Título: Pronunciamento preparado ao longo da semana
Autor:
Fonte: Jornal do Brasil, 13/08/2005, País, p. A4

Nos últimos dias, o presidente Luiz Inácio Lula da Silva discutiu com vários interlocutores a conveniência e o conteúdo de um pronunciamento. Na manhã de quarta-feira, consultou os aliados do PMDB em reunião no Planalto, segundo um dos presentes, mas não informou sua decisão.
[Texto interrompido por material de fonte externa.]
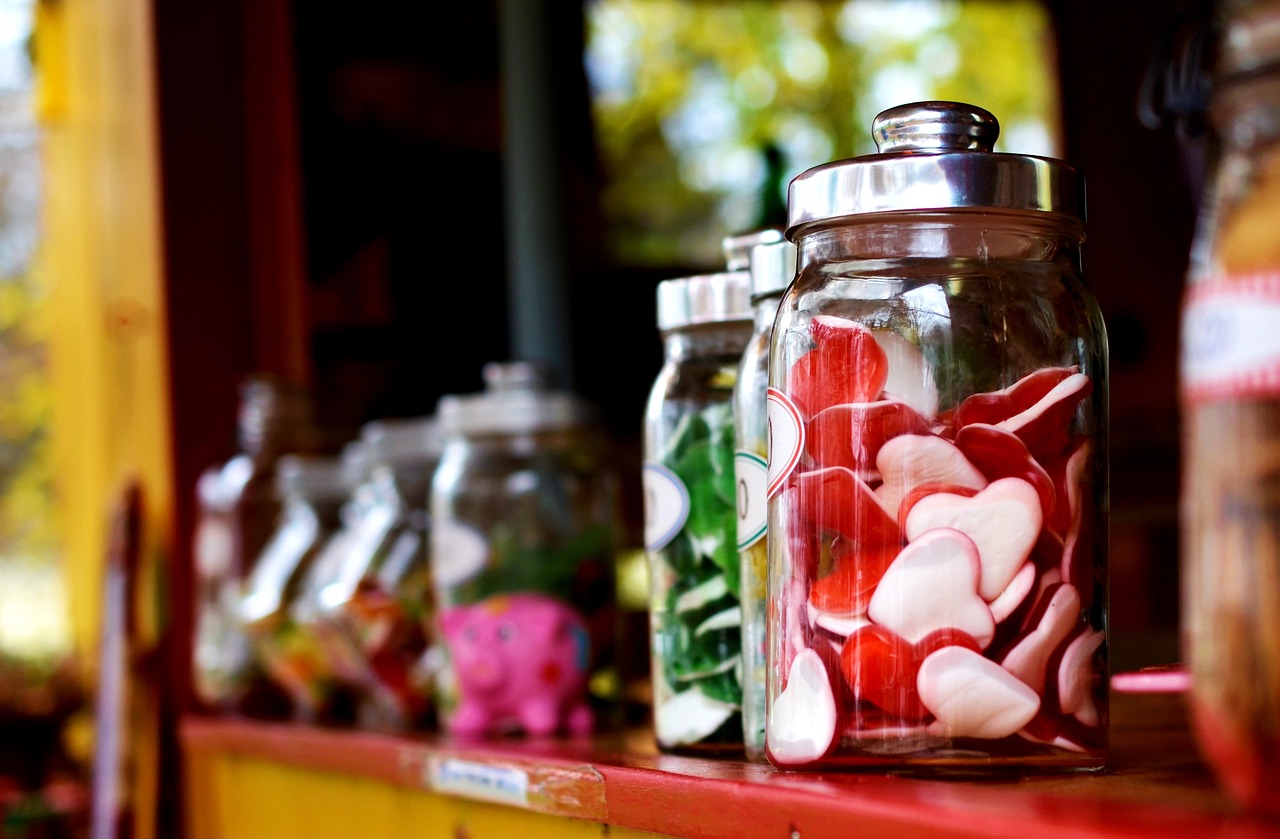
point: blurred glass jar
(772, 265)
(237, 507)
(373, 612)
(1230, 392)
(938, 493)
(315, 491)
(690, 510)
(525, 528)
Um dos receios do presidente era o de ser superado por novas revelações das investigações. Na noite de quinta, por exemplo, ele havia sido informado sobre a entrevista do presidente do PL, Valdemar Costa Neto, para a revista Época. Valdemar contou à revista que o apoio do PL à coligação com o PT, em 2002, foi obtido em troca da promessa de 10 milhões de reais.

Embora o texto do discurso e a transmissão pela Radiobrás estivessem preparados desde a véspera, Lula manteve o suspense até minutos antes da fala, quando a equipe ministerial já estava instalada na churrasqueira da Granja do Torto, aguardando o início da reunião.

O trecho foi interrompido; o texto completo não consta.